I have following issue and scenario in Windows 2016 ADFs farm:

  • 2 ADFS 2016 (configured with O365 RPT)
  • 2 WAP 2016
  • HLB for the ADFS Servers
  • Azure AD Health Agent installed on the ADFS Servers and WAP servers

All the services are running fine and end users can access O365 with no issue, but we still getting error message in Azure AD portal related to the Azure AD health Agent for ADFS, and same error comes via ADFSDiagnostics.psm1 module.

STATE    Active

RAISED  9/15/2017, 2:56:49 PM

LAST DETECTED 10/2/2017, 10:17:51 AM

ISSUE   

The test authentication requests (Synthetic Transactions) initiated from this server has failed to obtain a token after 5 retries. This may be caused due to transient network issues, AD DS Domain Controller availability or a mis-configured AD FS server. As a result, authentication requests processed by the federation service may fail. Please note that the agent uses the Local Computer Account context to obtain a token from the Federation Service.

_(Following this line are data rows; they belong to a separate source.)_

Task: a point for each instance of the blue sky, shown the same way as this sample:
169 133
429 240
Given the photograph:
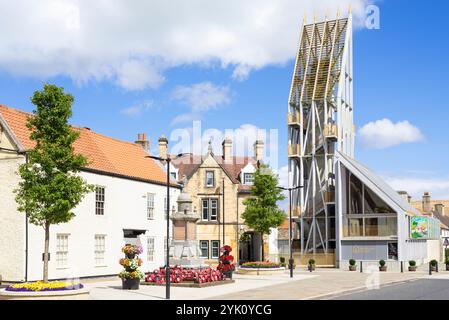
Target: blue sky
232 68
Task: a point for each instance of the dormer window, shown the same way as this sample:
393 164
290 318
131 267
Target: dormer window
248 179
210 179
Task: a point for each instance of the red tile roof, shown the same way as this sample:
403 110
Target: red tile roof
105 154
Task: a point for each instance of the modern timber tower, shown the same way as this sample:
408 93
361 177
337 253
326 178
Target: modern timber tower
320 123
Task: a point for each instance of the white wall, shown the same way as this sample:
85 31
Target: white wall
125 208
12 222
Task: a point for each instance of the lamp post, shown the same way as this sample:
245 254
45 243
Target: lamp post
168 160
291 261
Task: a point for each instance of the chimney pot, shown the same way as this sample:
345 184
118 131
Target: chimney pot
142 140
227 149
426 203
259 150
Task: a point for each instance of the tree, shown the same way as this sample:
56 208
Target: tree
50 186
262 213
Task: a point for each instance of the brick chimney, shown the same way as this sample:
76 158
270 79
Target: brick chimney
259 150
163 146
439 208
142 140
227 149
404 195
426 205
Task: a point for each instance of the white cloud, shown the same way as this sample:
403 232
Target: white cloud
384 134
138 109
202 96
416 186
132 45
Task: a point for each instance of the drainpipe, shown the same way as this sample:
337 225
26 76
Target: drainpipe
26 235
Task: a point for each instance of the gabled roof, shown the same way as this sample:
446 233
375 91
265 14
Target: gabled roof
105 154
376 184
189 164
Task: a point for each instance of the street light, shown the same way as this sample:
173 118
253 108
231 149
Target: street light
167 265
291 261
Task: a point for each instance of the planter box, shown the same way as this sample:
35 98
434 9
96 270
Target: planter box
27 295
130 284
260 271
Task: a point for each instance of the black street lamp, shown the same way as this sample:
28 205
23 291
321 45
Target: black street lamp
167 265
291 261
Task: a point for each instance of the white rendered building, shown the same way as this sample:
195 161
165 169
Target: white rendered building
127 206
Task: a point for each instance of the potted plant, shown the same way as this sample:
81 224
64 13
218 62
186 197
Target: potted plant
282 262
352 265
312 265
433 265
412 266
382 266
131 276
226 265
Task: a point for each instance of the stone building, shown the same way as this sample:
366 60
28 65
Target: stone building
204 178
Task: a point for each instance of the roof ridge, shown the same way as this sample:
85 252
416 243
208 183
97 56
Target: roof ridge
72 125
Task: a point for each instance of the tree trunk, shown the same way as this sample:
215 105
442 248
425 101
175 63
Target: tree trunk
46 249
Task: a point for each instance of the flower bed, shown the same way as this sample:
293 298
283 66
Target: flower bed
260 265
41 286
179 274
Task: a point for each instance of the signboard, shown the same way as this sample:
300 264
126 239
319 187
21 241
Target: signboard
424 228
419 227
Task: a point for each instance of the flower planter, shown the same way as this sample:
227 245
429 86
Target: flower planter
130 284
130 255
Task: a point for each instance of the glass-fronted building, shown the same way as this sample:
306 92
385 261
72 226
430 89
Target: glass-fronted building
375 223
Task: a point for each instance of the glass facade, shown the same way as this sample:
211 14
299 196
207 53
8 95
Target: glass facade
367 214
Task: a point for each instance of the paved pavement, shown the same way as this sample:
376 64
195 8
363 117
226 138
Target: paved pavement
326 283
423 289
323 284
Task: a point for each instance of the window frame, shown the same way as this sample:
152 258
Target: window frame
212 204
150 209
100 200
212 242
206 248
62 249
150 253
245 181
100 249
213 179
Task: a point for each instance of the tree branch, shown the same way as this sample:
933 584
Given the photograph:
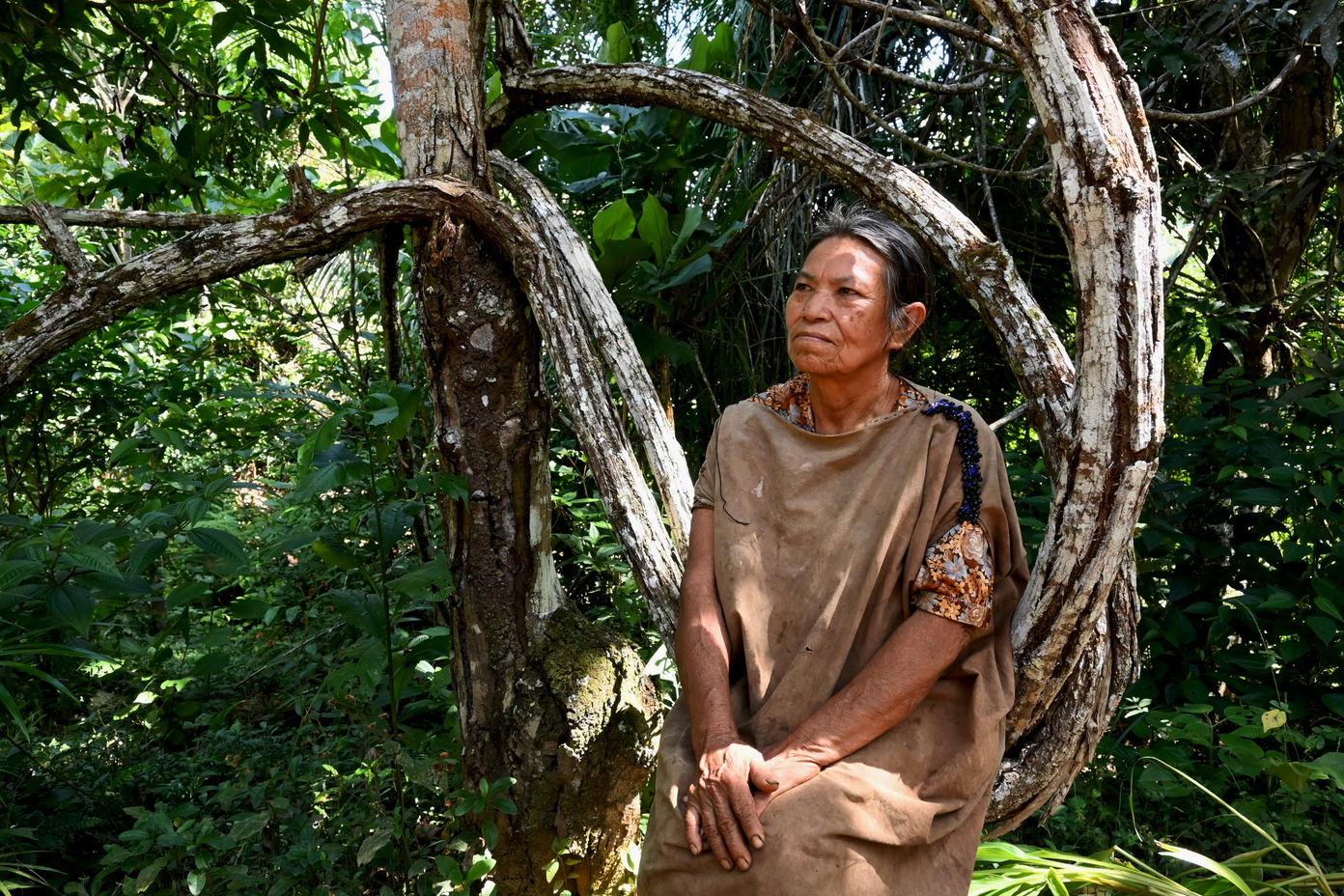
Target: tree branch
937 23
565 289
613 339
1197 117
983 270
226 250
847 55
58 240
117 218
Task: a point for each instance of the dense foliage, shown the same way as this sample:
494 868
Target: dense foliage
223 664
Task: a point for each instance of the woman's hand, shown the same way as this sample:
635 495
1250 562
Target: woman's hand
720 806
784 770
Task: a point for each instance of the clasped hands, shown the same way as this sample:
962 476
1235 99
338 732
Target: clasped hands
737 782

Following statement was found from AAD Connect health FAQ section

Q: I am getting alerted that “Test Authentication Request (Synthetic Transaction) failed to obtain a token.” How do I troubleshoot the issue?

Azure AD Connect Health for AD FS generates this alert when the Health Agent installed on an AD FS server fails to obtain a token as part of a synthetic transaction initiated by the Health Agent. The Health agent uses the local system context and attempts to get a token for a self relying party. This is a catch-all test to ensure that AD FS is in a state of issuing tokens.

Most often this test fails because the Health Agent is unable to resolve the AD FS farm name. This can happen if the AD FS servers are behind a network load balancers and the request gets initiated from a node that’s behind the load balancer (as opposed to a regular client that is in front of the load balancer). This can be fixed by updating the “hosts” file located under “C:\Windows\System32\drivers\etc” to include the IP address of the AD FS server or a loopback IP address (127.0.0.1) for the AD FS farm name (such as sts.contoso.com). Adding the host file will short-circuit the network call, thus allowing the Health Agent to get the token.

 Solution in our case was to add AD FS server IP-address to hosts file. When configuration was made it took approximately 2min when health agent sent information to Azure AD service and everything was green again.